The denial of the Armenian Genocide also prevents Armenians across the globe from fully healing from the cross-generational trauma that they continue to suffer. While the present diasporans of Armenian Genocide survivors did not experience the Genocide themselves, they undeniably identify with their Armenian ancestors who were victimized a hundred years ago and who have orally transmitted their trauma throughout the generations. Staub argues that the members of victims of genocide remain in fear of a future genocide, unable to trust the majority of the international community that failed and continues to fail to protect them by virtue of their denial: “They mistrust people and see the world as a dangerous place. They feel disconnected from the people and a world that has harmed them and, at the very least, has not protected them.” If the world were to recognize the suffering that the Armenians endured from 1915 to 1917, Staub holds that they could begin to recover from their trauma. If the perpetrators were to acknowledge their own pain and guilt, they could, in turn, also heal themselves, “stop blaming the people they harmed, […] and begin [assuming] responsibility for having harmed them.”

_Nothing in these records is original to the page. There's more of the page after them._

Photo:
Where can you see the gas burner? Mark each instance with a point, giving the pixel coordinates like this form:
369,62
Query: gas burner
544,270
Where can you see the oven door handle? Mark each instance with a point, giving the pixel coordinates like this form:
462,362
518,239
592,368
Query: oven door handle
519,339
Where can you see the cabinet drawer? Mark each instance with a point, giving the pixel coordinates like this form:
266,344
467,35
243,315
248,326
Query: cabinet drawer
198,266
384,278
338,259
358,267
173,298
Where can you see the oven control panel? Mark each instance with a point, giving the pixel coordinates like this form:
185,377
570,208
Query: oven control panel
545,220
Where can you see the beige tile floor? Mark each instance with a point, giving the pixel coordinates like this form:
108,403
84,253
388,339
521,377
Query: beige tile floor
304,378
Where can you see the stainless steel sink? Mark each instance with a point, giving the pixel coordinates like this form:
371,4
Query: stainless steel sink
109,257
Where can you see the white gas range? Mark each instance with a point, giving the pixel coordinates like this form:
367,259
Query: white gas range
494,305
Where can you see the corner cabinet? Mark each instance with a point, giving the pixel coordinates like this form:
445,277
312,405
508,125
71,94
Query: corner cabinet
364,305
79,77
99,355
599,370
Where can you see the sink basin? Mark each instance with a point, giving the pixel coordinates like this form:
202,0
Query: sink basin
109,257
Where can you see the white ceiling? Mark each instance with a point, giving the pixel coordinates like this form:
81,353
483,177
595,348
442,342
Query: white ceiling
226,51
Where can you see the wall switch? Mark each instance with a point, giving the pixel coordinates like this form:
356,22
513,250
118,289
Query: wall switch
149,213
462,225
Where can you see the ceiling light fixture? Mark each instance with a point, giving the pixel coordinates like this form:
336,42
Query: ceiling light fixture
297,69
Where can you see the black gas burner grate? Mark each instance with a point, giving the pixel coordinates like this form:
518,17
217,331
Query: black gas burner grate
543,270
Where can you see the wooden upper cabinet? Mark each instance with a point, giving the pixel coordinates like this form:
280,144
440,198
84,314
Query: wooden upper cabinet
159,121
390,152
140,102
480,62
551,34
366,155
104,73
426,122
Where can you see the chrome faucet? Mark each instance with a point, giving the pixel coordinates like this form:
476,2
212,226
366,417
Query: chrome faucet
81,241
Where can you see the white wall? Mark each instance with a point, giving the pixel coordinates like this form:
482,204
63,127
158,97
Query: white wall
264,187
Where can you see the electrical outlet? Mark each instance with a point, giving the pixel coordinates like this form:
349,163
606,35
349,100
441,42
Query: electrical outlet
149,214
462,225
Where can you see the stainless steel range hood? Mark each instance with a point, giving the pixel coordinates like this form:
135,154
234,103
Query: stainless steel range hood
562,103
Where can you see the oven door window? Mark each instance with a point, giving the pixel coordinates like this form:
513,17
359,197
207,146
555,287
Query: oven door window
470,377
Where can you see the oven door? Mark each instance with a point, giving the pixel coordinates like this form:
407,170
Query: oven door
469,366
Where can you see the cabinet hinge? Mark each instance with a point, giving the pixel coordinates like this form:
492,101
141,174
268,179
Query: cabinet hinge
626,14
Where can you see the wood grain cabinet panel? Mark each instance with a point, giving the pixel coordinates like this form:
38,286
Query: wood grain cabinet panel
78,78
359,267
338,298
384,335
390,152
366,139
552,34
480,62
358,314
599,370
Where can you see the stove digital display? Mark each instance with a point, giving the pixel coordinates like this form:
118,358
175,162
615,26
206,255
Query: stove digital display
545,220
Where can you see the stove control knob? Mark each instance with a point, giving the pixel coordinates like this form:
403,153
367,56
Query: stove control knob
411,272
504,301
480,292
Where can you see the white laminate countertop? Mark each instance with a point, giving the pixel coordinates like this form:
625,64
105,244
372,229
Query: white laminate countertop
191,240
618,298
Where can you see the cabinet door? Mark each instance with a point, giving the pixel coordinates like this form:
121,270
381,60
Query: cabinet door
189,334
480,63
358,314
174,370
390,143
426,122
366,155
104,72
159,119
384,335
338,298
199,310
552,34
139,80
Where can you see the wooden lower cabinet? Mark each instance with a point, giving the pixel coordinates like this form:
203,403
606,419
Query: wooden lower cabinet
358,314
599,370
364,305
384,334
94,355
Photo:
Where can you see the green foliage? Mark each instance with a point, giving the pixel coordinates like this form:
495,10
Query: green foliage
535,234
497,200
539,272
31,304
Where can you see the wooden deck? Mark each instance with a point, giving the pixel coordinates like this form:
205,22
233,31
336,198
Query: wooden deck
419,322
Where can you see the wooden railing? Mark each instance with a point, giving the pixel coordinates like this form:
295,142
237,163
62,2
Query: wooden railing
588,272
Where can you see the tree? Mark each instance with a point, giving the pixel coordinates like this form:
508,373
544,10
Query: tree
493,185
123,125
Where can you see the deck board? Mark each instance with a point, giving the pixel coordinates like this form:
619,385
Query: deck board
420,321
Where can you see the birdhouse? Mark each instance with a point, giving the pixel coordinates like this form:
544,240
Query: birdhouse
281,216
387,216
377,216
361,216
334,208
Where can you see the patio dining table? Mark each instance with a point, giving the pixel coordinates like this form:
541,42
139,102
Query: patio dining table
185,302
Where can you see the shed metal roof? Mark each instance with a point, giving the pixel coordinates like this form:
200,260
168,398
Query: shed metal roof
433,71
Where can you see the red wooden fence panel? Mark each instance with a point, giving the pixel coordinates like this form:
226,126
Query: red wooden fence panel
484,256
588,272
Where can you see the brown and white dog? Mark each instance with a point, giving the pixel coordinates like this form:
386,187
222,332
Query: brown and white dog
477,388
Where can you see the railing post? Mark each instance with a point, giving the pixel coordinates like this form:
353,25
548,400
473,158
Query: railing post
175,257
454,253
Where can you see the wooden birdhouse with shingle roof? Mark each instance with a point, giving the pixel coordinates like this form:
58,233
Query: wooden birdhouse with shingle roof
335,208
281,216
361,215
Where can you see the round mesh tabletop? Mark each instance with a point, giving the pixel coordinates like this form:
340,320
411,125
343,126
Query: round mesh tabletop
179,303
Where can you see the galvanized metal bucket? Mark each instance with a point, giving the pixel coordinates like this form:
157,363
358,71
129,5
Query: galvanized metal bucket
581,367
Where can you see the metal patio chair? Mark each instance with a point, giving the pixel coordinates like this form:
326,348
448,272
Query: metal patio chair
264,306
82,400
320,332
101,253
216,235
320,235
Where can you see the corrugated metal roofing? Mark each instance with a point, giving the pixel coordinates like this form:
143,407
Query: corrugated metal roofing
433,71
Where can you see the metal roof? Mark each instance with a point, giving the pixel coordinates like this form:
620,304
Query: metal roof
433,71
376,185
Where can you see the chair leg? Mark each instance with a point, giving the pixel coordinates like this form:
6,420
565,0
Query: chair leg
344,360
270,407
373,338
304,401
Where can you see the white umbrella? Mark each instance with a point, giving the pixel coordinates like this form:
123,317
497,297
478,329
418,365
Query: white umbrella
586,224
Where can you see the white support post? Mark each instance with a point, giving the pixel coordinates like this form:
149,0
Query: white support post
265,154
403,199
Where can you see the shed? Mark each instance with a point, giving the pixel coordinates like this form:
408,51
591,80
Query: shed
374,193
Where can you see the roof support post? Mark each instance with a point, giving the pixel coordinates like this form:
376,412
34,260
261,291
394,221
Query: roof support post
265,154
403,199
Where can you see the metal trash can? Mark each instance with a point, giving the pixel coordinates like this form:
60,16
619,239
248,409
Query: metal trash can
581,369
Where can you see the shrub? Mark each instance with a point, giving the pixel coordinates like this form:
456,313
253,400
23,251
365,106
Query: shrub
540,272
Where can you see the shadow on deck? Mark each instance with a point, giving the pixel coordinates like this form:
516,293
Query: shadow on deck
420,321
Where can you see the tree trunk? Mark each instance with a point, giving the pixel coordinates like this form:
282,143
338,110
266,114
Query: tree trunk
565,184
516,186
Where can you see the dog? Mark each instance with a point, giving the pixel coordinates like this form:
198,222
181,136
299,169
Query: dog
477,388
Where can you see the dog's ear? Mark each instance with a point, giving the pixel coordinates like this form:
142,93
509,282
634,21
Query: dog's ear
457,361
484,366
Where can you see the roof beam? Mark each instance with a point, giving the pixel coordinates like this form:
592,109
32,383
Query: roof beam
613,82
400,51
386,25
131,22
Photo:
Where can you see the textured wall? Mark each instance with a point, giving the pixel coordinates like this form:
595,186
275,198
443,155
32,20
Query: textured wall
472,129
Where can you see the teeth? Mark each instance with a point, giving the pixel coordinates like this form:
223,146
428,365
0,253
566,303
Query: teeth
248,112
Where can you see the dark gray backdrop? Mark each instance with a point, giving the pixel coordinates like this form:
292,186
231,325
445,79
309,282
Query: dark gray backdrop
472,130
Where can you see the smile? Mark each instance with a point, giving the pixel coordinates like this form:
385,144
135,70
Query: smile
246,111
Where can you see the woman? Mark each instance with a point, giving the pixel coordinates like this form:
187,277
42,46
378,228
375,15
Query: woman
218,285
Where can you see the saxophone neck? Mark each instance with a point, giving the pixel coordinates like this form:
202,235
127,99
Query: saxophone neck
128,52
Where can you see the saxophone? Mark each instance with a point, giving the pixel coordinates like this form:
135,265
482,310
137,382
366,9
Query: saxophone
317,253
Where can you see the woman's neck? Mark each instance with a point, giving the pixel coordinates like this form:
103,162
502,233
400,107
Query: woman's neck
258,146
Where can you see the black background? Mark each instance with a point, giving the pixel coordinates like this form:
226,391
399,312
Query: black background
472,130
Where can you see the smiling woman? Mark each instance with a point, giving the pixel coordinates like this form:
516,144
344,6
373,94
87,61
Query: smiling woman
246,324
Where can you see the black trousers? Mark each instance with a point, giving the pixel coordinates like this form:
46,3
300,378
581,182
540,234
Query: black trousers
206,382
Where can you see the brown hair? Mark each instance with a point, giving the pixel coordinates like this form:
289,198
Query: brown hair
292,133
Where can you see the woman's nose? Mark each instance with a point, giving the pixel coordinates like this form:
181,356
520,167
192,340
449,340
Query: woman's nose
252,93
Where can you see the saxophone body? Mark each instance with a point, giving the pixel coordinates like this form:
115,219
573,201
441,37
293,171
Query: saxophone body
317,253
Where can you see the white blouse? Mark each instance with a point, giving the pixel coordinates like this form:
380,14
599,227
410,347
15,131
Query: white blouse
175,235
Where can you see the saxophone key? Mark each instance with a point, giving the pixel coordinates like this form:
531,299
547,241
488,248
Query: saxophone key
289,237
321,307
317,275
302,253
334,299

On the eve of the Jewish Holocaust, when an aide had noted to Hitler that the world would not allow the Nazis to conduct a genocide against the Jewish people, he replied, “Who, after all, remembers the annihilation of the Armenians?,” suggesting that he could expect to get away with his obliteration of the Jews without any intervention on his inhumane actions and with the guarantee of impunity, as had the Turkish government in 1915-1917. In the wake of the commemoration of the centenary of the Armenian Genocide on April 24, Armenians around the world hope that the entirety of the international community will fully acknowledge the Armenian Genocide, and in the process, deter those who continue to partake in Hitler’s and other genocidists’ thoughts and repair the wound from which so many have bled red, blue, and orange.